Casual observation (i.e., talking to writers for thirty years or so) suggests that about half of us are linear thinkers. These people really _profit_ from outlines and wall-charts and index cards filled out neatly in blue pen with each character’s shoe size and sexual history (footnoted if these are directly correlated). The rest of us couldn’t write that way if you paid us to.

The non-linear thinkers are described in all kinds of ways, most of them not euphonious: chunk writers, pantsters (_really_ dislike that one, as it suggests one’s literary output is not from the upper end of the torso), piecers, etc. ** All these terms carry a whiff of dismissal, if not outright disdain or illegitimacy, and there’s a reason for that.

Anyone educated in the art of composition in the Western Hemisphere any time in the last hundred years was firmly taught that there is One Correct Way to write, and it involves strictly linear planning, thought, and execution. You Must Have a Topic Sentence. You Must Have a Topic Paragraph. YOU MUST HAVE AN OUTLINE. And so forth and so tediously on…

Got news for you: You don’t have to do it that way. _Anything_ that gets words on the page is the Right Thing to Do.

Now, as a non-linear thinker myself, I prefer less pejorative terms. I like “network thinker.” Consider thinking and writing as a process that lights up your synapses (which it does): a linear thinker is like a string of holiday lights. Red-blue-green-yellow-blue-red-orange-yellow-green-red! And it lights up and then you can wind it around your Christmas tree or your Kwanzaa flag and it’s all pretty.

Well. You know those nets of lights that you throw over your front wall or your cactus or anything else that it would be inconvenient to staple strings of lights to? Those look like this:
Red - Yellow - Blue - Green - Red – Orange
l l l l l l
Blue - Orange - Red - Yellow – Green – Red
l l l l l l
Yellow – Green - Blue - Red - Orange – Red


The logical connections (the electricity, if you will) between any two lights in that network are there. It isn’t random, and in the end, it’s logical. It’s even linear. It just…isn’t necessarily a straight line.


Now, the reason that the educational establishment insists on the linear model of writing is that you can force a non-linear writer to work linearly (or apparently linearly). You can _not_ make a linear writer work non-linearly. (In fact, every time I describe the way I write to a linear-thinking person, they get annoyed. “You can’t _possibly_ do it that way!” they say. By which they mean that _they_ can’t possibly do it that way—and they can’t.)

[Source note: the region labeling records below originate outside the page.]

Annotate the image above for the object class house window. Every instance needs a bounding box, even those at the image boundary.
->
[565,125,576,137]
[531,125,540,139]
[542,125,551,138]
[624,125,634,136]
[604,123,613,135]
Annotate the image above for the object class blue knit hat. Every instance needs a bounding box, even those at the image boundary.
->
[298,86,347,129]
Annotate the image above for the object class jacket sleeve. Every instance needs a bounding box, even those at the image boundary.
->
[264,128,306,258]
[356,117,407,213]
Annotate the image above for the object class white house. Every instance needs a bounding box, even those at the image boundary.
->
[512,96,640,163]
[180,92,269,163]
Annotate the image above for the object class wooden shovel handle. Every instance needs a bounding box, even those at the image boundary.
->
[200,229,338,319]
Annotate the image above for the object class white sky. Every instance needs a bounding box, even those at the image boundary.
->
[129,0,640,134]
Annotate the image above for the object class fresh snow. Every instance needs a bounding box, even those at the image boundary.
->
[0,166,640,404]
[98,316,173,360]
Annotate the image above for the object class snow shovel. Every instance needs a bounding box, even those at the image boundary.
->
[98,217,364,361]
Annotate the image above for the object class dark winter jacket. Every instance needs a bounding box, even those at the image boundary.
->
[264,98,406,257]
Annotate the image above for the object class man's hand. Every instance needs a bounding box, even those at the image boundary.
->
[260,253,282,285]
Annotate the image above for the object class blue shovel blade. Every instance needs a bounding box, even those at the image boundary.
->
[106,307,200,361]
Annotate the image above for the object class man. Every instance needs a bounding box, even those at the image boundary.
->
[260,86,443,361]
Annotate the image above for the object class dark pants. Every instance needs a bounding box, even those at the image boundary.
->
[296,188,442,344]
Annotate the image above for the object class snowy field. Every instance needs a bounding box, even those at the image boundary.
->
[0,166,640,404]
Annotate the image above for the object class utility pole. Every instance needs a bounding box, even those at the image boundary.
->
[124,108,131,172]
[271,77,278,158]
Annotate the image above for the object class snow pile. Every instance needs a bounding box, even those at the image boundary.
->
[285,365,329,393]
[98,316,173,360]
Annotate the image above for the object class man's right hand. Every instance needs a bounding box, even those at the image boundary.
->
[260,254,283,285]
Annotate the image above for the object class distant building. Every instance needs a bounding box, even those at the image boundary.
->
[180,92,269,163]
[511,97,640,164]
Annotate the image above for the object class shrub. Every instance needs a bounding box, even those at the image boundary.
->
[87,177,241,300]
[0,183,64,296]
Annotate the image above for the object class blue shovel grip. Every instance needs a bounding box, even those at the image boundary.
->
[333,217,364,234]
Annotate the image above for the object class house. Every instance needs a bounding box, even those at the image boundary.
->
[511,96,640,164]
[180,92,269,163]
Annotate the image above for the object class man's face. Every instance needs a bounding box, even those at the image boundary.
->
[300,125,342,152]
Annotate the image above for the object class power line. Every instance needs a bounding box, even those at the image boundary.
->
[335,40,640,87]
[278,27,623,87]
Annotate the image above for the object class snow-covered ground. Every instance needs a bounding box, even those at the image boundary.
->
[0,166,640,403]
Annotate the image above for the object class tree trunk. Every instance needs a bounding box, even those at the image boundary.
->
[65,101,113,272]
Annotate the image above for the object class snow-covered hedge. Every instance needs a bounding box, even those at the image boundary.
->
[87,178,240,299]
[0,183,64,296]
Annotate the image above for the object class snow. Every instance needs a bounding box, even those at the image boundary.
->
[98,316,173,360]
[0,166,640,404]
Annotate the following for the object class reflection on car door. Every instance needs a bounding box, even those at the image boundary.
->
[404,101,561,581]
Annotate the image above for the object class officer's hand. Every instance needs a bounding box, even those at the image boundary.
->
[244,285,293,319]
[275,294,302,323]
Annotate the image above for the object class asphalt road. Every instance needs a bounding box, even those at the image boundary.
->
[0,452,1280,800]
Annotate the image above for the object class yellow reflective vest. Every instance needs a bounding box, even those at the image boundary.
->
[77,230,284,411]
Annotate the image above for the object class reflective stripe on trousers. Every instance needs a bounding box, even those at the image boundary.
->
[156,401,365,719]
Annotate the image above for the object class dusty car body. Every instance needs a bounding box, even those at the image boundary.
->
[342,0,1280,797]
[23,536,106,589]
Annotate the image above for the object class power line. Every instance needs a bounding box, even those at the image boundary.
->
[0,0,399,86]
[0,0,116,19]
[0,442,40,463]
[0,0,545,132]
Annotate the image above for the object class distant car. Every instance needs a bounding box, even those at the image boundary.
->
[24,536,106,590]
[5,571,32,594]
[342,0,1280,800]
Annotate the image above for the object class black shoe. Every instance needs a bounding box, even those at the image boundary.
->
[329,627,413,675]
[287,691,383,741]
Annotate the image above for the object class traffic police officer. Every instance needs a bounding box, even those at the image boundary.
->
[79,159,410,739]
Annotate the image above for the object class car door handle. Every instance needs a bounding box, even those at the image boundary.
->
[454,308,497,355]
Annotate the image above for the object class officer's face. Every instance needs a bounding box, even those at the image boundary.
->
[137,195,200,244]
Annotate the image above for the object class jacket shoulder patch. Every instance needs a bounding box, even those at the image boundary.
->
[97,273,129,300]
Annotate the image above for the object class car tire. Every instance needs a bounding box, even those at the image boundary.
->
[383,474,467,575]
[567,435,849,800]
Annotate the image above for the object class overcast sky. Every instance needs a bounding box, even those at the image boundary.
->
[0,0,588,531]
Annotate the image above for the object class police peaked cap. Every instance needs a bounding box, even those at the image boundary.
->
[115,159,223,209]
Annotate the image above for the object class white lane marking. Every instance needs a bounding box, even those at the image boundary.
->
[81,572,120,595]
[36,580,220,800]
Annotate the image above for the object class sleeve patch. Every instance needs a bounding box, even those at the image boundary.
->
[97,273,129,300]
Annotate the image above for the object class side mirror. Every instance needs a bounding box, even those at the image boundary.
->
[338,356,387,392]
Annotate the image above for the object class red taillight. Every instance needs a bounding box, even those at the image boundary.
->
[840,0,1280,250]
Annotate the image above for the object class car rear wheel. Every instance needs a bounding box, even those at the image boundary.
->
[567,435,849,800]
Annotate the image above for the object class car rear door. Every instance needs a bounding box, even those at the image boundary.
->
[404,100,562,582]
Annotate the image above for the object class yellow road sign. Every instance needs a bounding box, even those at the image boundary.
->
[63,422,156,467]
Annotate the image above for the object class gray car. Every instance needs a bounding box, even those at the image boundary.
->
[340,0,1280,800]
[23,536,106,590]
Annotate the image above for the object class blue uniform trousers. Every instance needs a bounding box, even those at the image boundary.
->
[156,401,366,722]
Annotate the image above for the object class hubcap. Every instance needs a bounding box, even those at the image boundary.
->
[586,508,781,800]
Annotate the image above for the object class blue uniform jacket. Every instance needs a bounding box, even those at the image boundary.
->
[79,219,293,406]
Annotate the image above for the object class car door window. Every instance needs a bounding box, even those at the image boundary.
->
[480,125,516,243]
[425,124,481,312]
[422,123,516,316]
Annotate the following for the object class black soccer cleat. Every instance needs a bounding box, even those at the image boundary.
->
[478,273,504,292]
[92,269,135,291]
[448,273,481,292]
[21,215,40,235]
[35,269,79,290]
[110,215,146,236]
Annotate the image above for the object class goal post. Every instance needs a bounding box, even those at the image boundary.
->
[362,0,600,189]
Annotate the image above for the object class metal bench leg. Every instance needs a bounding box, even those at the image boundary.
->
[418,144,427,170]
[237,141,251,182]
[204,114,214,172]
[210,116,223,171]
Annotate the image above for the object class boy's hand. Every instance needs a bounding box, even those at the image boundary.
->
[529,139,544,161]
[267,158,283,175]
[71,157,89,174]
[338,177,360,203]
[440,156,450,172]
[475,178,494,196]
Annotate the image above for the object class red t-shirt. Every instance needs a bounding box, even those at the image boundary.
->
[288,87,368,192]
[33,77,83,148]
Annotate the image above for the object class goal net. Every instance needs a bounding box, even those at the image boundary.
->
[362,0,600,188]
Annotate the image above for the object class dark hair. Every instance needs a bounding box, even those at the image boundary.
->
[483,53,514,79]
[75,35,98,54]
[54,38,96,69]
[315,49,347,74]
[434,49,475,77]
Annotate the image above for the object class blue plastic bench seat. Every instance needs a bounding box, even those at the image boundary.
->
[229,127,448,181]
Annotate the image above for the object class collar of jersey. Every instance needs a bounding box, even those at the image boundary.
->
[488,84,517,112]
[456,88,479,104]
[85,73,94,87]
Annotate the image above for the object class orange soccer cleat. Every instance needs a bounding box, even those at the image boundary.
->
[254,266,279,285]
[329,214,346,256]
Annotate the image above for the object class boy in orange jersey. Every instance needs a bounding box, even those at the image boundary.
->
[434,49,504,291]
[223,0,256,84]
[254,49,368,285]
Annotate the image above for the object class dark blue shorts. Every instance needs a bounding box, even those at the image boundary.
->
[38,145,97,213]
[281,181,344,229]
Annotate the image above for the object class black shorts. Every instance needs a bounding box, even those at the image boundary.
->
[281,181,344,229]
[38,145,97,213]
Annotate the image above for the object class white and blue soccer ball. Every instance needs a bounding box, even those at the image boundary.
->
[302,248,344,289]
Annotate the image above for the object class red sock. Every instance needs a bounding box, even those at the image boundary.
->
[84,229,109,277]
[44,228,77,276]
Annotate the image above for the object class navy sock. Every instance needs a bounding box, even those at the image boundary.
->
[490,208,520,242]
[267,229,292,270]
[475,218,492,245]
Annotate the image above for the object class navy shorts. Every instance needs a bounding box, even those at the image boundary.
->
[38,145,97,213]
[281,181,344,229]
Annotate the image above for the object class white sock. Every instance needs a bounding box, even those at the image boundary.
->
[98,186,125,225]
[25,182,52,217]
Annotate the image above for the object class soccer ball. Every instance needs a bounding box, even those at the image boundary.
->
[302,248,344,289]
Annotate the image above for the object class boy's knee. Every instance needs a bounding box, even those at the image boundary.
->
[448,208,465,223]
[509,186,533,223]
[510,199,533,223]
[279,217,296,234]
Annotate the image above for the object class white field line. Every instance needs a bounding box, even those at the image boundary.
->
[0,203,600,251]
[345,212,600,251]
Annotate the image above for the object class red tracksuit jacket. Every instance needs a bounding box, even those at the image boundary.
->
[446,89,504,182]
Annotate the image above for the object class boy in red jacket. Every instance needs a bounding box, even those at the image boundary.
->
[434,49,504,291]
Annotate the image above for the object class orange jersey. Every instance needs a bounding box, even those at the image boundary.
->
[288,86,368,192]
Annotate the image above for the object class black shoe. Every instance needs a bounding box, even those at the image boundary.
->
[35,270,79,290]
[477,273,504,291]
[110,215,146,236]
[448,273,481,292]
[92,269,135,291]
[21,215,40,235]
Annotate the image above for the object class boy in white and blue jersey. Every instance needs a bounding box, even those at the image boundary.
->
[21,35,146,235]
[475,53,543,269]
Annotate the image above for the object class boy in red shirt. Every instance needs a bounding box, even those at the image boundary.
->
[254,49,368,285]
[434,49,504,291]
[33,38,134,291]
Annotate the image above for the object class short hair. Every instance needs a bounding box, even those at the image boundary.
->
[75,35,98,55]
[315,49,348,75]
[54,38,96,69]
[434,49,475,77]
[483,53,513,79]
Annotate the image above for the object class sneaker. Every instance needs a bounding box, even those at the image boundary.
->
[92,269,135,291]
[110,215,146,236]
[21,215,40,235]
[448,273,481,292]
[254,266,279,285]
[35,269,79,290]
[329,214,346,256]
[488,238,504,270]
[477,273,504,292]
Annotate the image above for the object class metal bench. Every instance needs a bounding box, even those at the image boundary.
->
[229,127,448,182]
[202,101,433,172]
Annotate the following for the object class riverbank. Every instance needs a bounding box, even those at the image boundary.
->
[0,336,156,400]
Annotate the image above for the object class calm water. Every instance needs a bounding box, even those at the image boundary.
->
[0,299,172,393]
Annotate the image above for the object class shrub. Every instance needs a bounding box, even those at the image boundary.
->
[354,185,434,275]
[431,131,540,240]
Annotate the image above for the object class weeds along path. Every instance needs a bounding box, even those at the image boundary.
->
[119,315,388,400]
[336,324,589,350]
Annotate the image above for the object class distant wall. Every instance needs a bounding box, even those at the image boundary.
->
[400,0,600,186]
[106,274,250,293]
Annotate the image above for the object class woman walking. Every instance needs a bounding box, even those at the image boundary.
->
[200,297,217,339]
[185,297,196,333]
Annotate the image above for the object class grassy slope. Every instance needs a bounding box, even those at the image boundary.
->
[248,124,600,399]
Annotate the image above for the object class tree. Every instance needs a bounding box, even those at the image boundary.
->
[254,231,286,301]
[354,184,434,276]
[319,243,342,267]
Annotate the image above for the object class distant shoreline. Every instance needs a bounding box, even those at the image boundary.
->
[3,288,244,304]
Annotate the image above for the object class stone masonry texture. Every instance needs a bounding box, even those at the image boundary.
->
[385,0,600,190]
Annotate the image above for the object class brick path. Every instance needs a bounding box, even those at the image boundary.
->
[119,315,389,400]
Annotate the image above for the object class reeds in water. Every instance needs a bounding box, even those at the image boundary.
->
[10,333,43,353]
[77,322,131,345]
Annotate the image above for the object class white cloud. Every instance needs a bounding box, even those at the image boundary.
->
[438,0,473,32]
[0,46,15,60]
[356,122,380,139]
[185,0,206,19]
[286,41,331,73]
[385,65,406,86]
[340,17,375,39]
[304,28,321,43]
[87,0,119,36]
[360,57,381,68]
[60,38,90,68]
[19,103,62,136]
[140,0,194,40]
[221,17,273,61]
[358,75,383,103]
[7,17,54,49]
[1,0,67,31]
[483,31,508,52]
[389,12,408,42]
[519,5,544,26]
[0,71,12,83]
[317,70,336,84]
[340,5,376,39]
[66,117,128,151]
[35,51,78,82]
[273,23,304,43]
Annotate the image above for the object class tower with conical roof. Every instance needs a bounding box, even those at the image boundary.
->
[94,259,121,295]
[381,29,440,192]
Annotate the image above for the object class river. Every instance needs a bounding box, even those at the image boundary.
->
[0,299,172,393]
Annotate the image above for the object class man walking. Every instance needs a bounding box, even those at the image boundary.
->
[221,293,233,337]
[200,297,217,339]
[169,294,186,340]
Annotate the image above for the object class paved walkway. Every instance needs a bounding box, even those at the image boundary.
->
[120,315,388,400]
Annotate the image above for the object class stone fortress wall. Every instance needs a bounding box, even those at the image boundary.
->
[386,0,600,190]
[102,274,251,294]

But you can make any fifth-grader cough up a reasonably coherent essay using the linear model—and no one ever mentions that this isn’t the only way to do it. (Every time I go talk to an elementary-school class for Career Day, I pause mid-way and ask the teacher to turn his or her back. Then I tell the kids, “OK, the teacher can’t see you, so tell me the truth. When you get one of those essay assignments and you have to turn in an outline and a rough draft and a polished draft and a final copy….how many of you just write the final copy and then fake up the rest?” About a third of the class will raise their hands. I think it would be more, but some of them are scared to admit it.
……

• *This is why you can read an article purporting to tell you How to Write, and discover that you just can’t write that way. That’s because the writer is not really telling you how to write; he or she is just explaining how they write. Maybe they have the same kind of brain you do—but maybe they don’t.

• ** This is the insidious principle that underlies Politically Correct speech, btw—the undeniable recognition that names have power, coupled with the invidious notion that by insisting on a specific term, the person assigning the name thus controls the person named, by controlling the perception of the named party. Hence the tiresome attempts to rename political parties as “haters,” “tax-and-spend liberals,” etc.


Stupidly annoying as this may be—it works. Frankly, it’s a lot older than the notion of PC; it’s one of the baseline techniques of exorcism and voodoo. As a character in one of my books observes, “Ye don’t call something by name unless ye want it to come.”